I've figured out what I do better brainstorming and outlining on paper than on the computer.
Many people feel they write first drafts better on hardcopy, because it reduces the perfectionist urge to go back and edit, letting them get on with the actual writing. I don't seem to have that problem -- I do a fair amount of editing and rearranging as I go, but it's part-and-parcel with creating new content, and when I'm on a roll, I'm on a roll, whatever the medium.
I DO have that problem with outlines and brainstorming, though.
I downloaded Scrivener to get one of my bits-and-pieces documents in order -- I had 5,000 words of scene snippets, ranging in length from three lines to two pages, in no order whatsoever. Scrivener worked GREAT for that, because each snippet went in it's own doc/bucket/card, separating them all out and letting me order them.
Then I got stuck.
It took me weeks to realize I was stuck, and what made me realize it was one of Scrivener's stupid formatting errors (scrivener does NOT like copy-pasted text from gmail or google docs, except when it does -- it's very random, and it pisses me right off). I got so frustrated trying to fix a simple formatting error -- text showing up as a link, wrong font, etc -- that I hadn't done any of the writing I'd meant to do. ANd it hit me: That slight OCD tendency is what comes out when I try to use their folder/card method of outlining.
I have a thing for parallel lists. A Big Thing. It drives me BONKERS when someone publishes a list and doesn't stop to think about parallel terms. I like data organization*. When I try to outline on the computer, I get way too hung up on what exactly my buckets should be. "Act 1"? "Before shit hits the fan?" "Taking place on planet Earth?" Thing is, the bits and pieces I already have, my known quantities, are still too fluid to fit in a nice orderly scheme. I'm stumping myself because I get obsessed over figuring out bits of info that don't actually matter, because the end goal is a story, not a spreadsheet.

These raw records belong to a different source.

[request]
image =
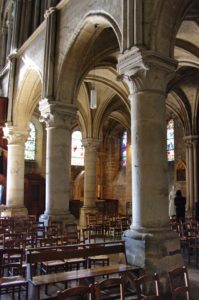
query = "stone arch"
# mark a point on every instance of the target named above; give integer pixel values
(162, 38)
(27, 99)
(73, 68)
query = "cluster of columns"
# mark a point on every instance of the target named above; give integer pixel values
(16, 138)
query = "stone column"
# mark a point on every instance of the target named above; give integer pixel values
(90, 192)
(129, 170)
(15, 171)
(58, 118)
(3, 47)
(195, 166)
(191, 173)
(150, 243)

Funnily enough, I already knew that spreadsheets and charts killed my creativity when used in brainstorming -- all those character questionnaire charts and world building spreadsheets send me screaming the other way -- I just hadn't extended it to it's logical conclusion.
I suspect it would happen even with more freeform mind-map software. I do so much work with clear information presentation, where my color, font, and shape choices matter, that it's really hard to disengage that part of my brain. I end up shifting the bubbles by a few pixels, trying to make it look right. With pencil or scattered index cards I can be rough and tumble.
So.
Back to pen and paper for me, after I generate a text document with what I've already put in scrivener.
Now I just need to admit to myself that my precious sketchbook is really gone (*sobs*) and buy a new one, so I have paper always to hand. I've really, really been missing it.
*I just created a chart for six of my friend's thoroughbred horses so she can compare where they have common ancestors in the last five generations... for fun. And I wasn't sure whether it'd be more helpful to have 'percentage of genetic material' or 'number of times single horse shows up in one pedigree' so I... kind of did it twice.